Ni qué decir tiene que los carteles de Orús viajaban en otras líneas de tranvía, y que es obvio que el producto tenía un descomunal mercado debido a su cuasi institucionalización en la sociedad alta y mediana. No obstante, cien años más tarde el chocolate que encontramos en las estanterías de los supermercados es el de color morado y no el de producción local.
Apenas iniciado el siglo Miguel Mur, comerciante de licores, consciente de que la pared de su sobreático era visible desde más allá de la plaza de Aragón hizo pintar en él un rótulo en el que se anunciase su apellido y su negocio.
No tardó en cambiar la leyenda por la promoción del licor “Benedictine”, pues no en vano dicho licor “triunfó” en la “Exposición Hispano Francesa” de 1908.
Al poco, Mur redecoró la fachada de su caserón, pues a pesar del emplazamiento éste siempre fue de factura modesta, añadiéndole detalles en la fachada y una balaustrada sobre la cornisa, adorno que se lució poco ya que el empresario enseguida llegó a la conclusión de que le rendiría más como soporte publicitario.
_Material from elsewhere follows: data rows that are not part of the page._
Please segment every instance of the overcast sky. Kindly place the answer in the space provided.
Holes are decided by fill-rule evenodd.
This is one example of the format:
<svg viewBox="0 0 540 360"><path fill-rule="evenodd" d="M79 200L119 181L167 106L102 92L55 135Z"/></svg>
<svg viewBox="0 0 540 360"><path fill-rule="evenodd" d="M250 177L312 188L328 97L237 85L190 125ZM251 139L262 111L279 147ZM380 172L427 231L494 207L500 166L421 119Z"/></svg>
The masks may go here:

Aquí sujeta un cartelón del Anís del Mono.
Ambos letreros tuvieron muchas vidas y leyendas que década a década fueron quedando plasmadas en las fotografías, siendo la brocha y la pintura relegadas en los años 50 por los reclamos de neón. Si bien la tecnología era avanzada, el tejado seguía siendo el mismo. En la época de esta toma el Sr. Mur había rizado el rizo erigiendo sobre él una estructura metálica a fin de publicitar, nada más y nada menos, que a las bodegas de Domecq.
Sin cambiarnos de acera quizá estemos ante el apellido más duradero de la plaza; el de Agüeras, estirpe de joyeros que en los tiempos de la imagen ejercían en el entresuelo de su edificio del Coso. En 1918, apenas cierre la librería de Cecilio Gasca, que está allí aunque no la veamos porque nos la tapa el tranvía, ocuparán ellos esos locales, donde permanecerán hasta la desaparición del edificio, que no del negocio, en los años ochenta. A su lado, en el nº 33, despacha una elegante guantería.
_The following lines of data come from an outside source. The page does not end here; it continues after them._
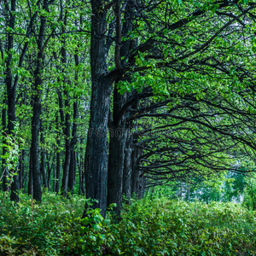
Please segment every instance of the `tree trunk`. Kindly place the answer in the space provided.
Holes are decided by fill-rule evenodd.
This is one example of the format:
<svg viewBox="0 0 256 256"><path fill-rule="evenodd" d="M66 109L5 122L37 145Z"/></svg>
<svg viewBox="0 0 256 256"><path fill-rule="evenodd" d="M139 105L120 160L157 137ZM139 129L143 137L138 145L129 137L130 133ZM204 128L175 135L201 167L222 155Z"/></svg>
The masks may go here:
<svg viewBox="0 0 256 256"><path fill-rule="evenodd" d="M24 154L25 150L20 150L20 163L19 163L19 177L20 177L20 189L24 188Z"/></svg>
<svg viewBox="0 0 256 256"><path fill-rule="evenodd" d="M6 126L6 106L7 106L7 100L6 96L3 96L3 107L2 109L2 127L3 127L3 143L6 144L5 137L7 132L7 126ZM2 155L4 156L7 153L6 148L3 147L3 153ZM2 158L2 170L3 170L3 191L7 191L9 188L9 170L6 166L6 160L4 157Z"/></svg>
<svg viewBox="0 0 256 256"><path fill-rule="evenodd" d="M128 131L124 163L124 176L123 176L123 194L129 200L131 195L131 153L132 153L132 135L130 130Z"/></svg>
<svg viewBox="0 0 256 256"><path fill-rule="evenodd" d="M28 175L27 194L33 195L33 173L32 173L32 148L30 148L30 154L29 154L29 175Z"/></svg>
<svg viewBox="0 0 256 256"><path fill-rule="evenodd" d="M46 173L45 173L45 150L44 148L44 135L43 131L43 121L40 120L40 142L41 142L41 163L40 163L40 172L43 177L43 186L47 189L48 184L46 181Z"/></svg>
<svg viewBox="0 0 256 256"><path fill-rule="evenodd" d="M57 137L56 137L56 144L57 144L57 148L56 148L56 182L55 182L55 191L56 193L59 193L60 190L60 176L61 176L61 153L60 153L60 148L61 148L61 140L60 140L60 124L59 124L59 113L56 113L56 117L55 117L55 125L56 125L56 129L57 129Z"/></svg>
<svg viewBox="0 0 256 256"><path fill-rule="evenodd" d="M102 1L91 1L90 118L85 152L86 197L94 201L92 207L100 208L105 216L108 178L108 119L113 81L108 73L105 37L107 10ZM85 206L87 208L87 206ZM86 209L84 216L86 213Z"/></svg>
<svg viewBox="0 0 256 256"><path fill-rule="evenodd" d="M43 9L48 9L48 0L44 0ZM38 58L37 65L34 72L34 96L33 96L33 108L32 119L32 177L33 177L33 199L41 202L42 189L41 189L41 173L39 164L39 130L40 130L40 114L41 114L41 94L40 89L43 84L42 73L44 69L44 31L46 26L46 16L40 16L40 29L37 42Z"/></svg>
Tampoco vemos completo el generoso toldo del Gran Café Royalty, pero para identificarlo, aparte del fino olor a café, nos basta con la apócope. Yendo al detalle, dicho toldo conserva la primitiva tipografía, que fue modificada en 1918.
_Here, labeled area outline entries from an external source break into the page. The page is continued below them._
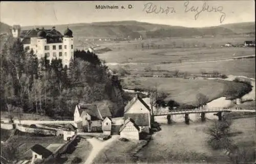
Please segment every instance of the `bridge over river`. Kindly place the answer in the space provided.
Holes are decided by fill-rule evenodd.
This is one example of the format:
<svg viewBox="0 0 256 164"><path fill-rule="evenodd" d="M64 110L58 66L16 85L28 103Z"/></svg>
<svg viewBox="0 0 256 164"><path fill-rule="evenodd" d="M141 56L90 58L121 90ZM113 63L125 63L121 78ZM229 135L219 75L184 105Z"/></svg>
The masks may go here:
<svg viewBox="0 0 256 164"><path fill-rule="evenodd" d="M201 118L202 121L205 121L206 113L215 113L215 115L219 117L219 120L222 120L224 112L230 112L231 111L249 112L255 113L256 110L249 109L228 109L223 108L212 108L203 109L182 109L179 110L157 110L154 112L154 116L167 115L168 121L170 121L170 116L175 114L185 114L185 121L188 122L189 121L189 114L190 113L201 113Z"/></svg>

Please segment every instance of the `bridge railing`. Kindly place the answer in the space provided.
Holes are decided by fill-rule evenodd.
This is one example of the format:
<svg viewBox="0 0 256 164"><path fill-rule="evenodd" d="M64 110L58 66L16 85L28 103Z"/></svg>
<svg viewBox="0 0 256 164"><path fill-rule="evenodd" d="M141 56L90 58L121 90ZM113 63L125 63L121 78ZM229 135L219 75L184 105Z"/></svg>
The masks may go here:
<svg viewBox="0 0 256 164"><path fill-rule="evenodd" d="M160 110L154 111L154 115L157 115L158 114L171 114L171 113L186 113L186 112L209 112L209 111L233 111L233 110L250 110L251 109L240 108L233 109L229 108L205 108L203 109L181 109L179 110Z"/></svg>

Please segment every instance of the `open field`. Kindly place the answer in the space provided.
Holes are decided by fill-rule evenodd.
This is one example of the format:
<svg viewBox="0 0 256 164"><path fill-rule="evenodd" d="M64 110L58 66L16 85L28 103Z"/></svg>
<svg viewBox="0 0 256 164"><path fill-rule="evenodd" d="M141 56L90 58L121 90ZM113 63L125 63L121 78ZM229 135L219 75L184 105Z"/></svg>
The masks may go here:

Decir que para entonces ya había agua corriente en Zaragoza es una afirmación como poco arriesgada, pues estaba lejos aún el que llegase ya a todas las viviendas, y que además lo hiciese en buenas condiciones. Sin embargo, con plena visión de futuro, en septiembre de 1902 se había procedido al desmontaje de la fuente de Neptuno, de la que se seguían surtiendo muchos zaragozanos. La etapa era otra y el dieciochismo un señor obeso con ideas trasnochadas al que asustaba la electricidad.
Aunque es obvio que de Neptuno aquí no queda rastro, el monumento a los Mártires no parece cómodo del todo en su privilegiada ubicación. Se trata al fin y al cabo de un monumento joven que lleva poco tiempo aposentado sin hacerse a la idea de que ese será su lugar definitivo. De momento lo rodea un murete sin ningún adorno y tras la verja dibujada con primor por Magdalena todavía no ha sido trasplantado un arbusto ni una flor. Desangelada, la plaza es una superficie sin árboles ni sombras.
Bien iluminada, eso sí, ya que justo entonces estrena farolas.
No seamos pues injustos, el trabajo de urbanización estaba todavía a medio hacer. Seguro que la situación nos suena.